‘All that Remains’ by Patricia D Cornwell.

“He runs his bookstore by himself?”

Marino asked.

“It’s a small operation. No other employees. The store is closed on Mondays. It’s been noted that when there isn’t much business he just sits behind the counter and reads, and if he leaves the store before closing time he either closes early or puts a sign on the door that says he’ll be back at such and such an hour. He also has an answering machine. If you’re looking for a certain book or want him to search for something out of print, you can leave your request on his machine.”

“It’s interesting that someone so antisocial would open a business that requires him to have contact with customers, even if the contact is rather limited,” I said.

“It’s actually very appropriate, ” Wesley said. “The bookstore would serve as a perfect lair for a voyeur, someone intensely interested in observing people without having to personally interact with them. It has been noted that William and Mary students frequent his store, primarily because Spurrier carries unusual, out-of-print books in addition to popular fiction and nonfiction. He also carries a wide selection of spy novels and military magazines, which attract business from the nearby military bases. If he’s the killer, then watching young, attractive couples and military personnel who come into his store would fascinate him in a voyeuristic fashion and at the same time stir up feelings of inadequacy, frustration, rage. He would hate what he envies, envy what he hates.”

“I wonder if he suffered ridicule during his time in the navy,” I conjectured.

“Based on what I’ve been told, he did, at least to a degree. Spurrier’s peers considered him a wimp, a loser, while his superiors found him arrogant and aloof, even though he was never a disciplinary problem. Spurrier had no success with women and kept to himself, partly by choice and because others did not find his personality particularly attractive.”

“Maybe being in the navy was the closest he ever got to being a real man,” Marino said, “being what he wanted to be. His father dies and Spurrier has to take care of his sick mother. In his mind, he gets screwed.”

“That’s quite possible,” Wesley agreed. “In any event, the killer we’re dealing with would believe that his troubles are the fault of others. He would take no responsibility. He would feel his life was controlled by others, and therefore, controlling others and his environment became an obsession for him.”

“Sounds like he’s paying back the world,” Marino said.

“The killer is showing he has power,” Wesley said. “If the military aspects enter into his fantasies, and I think they do, then he believes he’s the ultimate soldier.
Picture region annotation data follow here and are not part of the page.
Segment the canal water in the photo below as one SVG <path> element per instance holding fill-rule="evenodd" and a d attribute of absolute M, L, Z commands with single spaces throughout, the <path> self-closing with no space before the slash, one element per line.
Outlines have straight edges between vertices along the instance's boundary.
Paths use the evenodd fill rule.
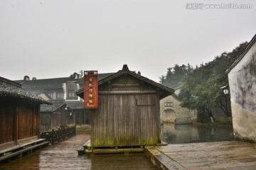
<path fill-rule="evenodd" d="M 175 125 L 161 126 L 162 141 L 167 144 L 209 142 L 234 140 L 232 127 L 205 125 Z"/>

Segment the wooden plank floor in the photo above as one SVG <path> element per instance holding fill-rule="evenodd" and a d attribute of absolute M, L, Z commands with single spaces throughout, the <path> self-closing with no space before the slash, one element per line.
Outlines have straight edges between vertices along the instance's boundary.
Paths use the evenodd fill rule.
<path fill-rule="evenodd" d="M 256 144 L 238 141 L 155 147 L 186 169 L 256 169 Z"/>
<path fill-rule="evenodd" d="M 0 165 L 0 169 L 156 169 L 144 154 L 78 156 L 77 149 L 88 139 L 77 135 Z"/>

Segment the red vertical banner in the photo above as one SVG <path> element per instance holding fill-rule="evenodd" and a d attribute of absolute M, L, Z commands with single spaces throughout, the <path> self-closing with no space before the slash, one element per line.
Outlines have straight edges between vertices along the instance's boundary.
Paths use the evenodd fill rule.
<path fill-rule="evenodd" d="M 97 108 L 97 71 L 85 71 L 84 75 L 85 108 Z"/>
He kills without being caught. He outsmarts the enemy, plays games with them, and wins. It may be possible that he has deliberately set things up in such a way as to make those investigating the murders suspect that the perpetrator is a professional soldier, even someone from Camp Peary.”
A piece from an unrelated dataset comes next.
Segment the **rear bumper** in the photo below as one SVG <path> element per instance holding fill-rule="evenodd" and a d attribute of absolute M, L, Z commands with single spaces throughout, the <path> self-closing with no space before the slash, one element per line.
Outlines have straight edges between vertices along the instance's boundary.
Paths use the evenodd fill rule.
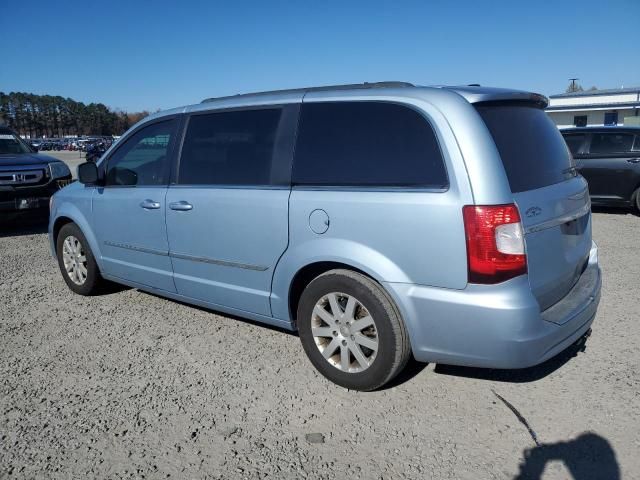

“His own disinformation campaign,” I considered.

“He can’t destroy the military,” Wesley added, “but he could try to tarnish the image, degrade and defame it.”
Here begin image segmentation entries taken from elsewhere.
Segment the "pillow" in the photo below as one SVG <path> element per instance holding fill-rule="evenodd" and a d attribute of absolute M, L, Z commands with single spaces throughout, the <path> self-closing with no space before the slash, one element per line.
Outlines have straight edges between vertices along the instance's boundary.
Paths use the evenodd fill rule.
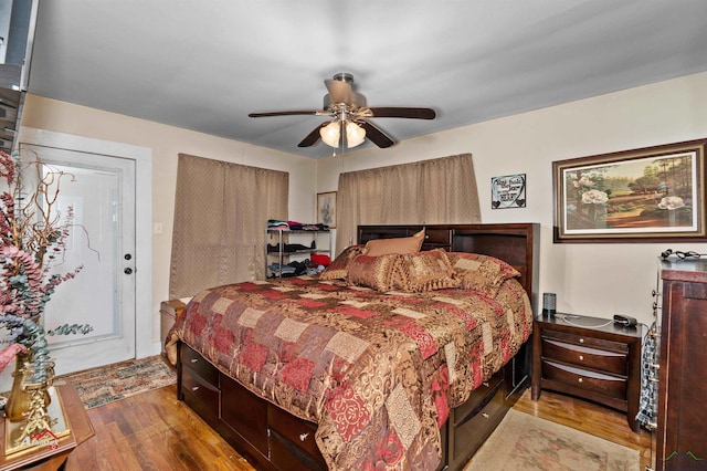
<path fill-rule="evenodd" d="M 495 296 L 504 281 L 520 276 L 508 263 L 490 255 L 451 252 L 449 257 L 454 278 L 464 290 L 481 291 Z"/>
<path fill-rule="evenodd" d="M 454 278 L 452 262 L 442 249 L 400 255 L 400 272 L 405 291 L 423 292 L 457 287 L 460 280 Z"/>
<path fill-rule="evenodd" d="M 424 229 L 411 237 L 373 239 L 366 242 L 363 254 L 378 257 L 387 253 L 418 253 L 424 241 Z"/>
<path fill-rule="evenodd" d="M 350 245 L 344 249 L 339 257 L 334 259 L 329 266 L 319 275 L 319 280 L 346 280 L 349 274 L 349 265 L 361 254 L 363 245 Z"/>
<path fill-rule="evenodd" d="M 387 253 L 379 257 L 358 255 L 349 265 L 348 283 L 387 292 L 394 287 L 400 255 Z"/>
“Yeah, and all the while he’s laughing up his sleeve,” Marino said.

“I think the main point is that the killer’s activities are the product of violent, sexualized fantasies that existed early on in the context of his social isolation. He believes he lives in an unjust world, and fantasy provides an important escape. In his fantasies he can express his emotions and control other human beings, he can be and get anything he wants. He can control life and death. He has the power to decide whether to injure or “Too bad Spurrier don’t just fantasize about whacking couples,” Marino said. “Then the three of us wouldn’t have to be sitting here having this conversation.”

“I’m afraid it doesn’t work that way,” Wesley said. “If violent, aggressive behavior dominates your thinking, your imagination, you’re going to start acting out in ways that move you closer to the actual expression of these emotions. Violence fuels more violent thoughts, and more violent thoughts fuel more violence. After a while, violence and killing are a natural part of your adult life, and you see nothing wrong with it. I’ve had serial murderers tell me emphatically that when they killed, they were just doing what everybody else thinks of doing.”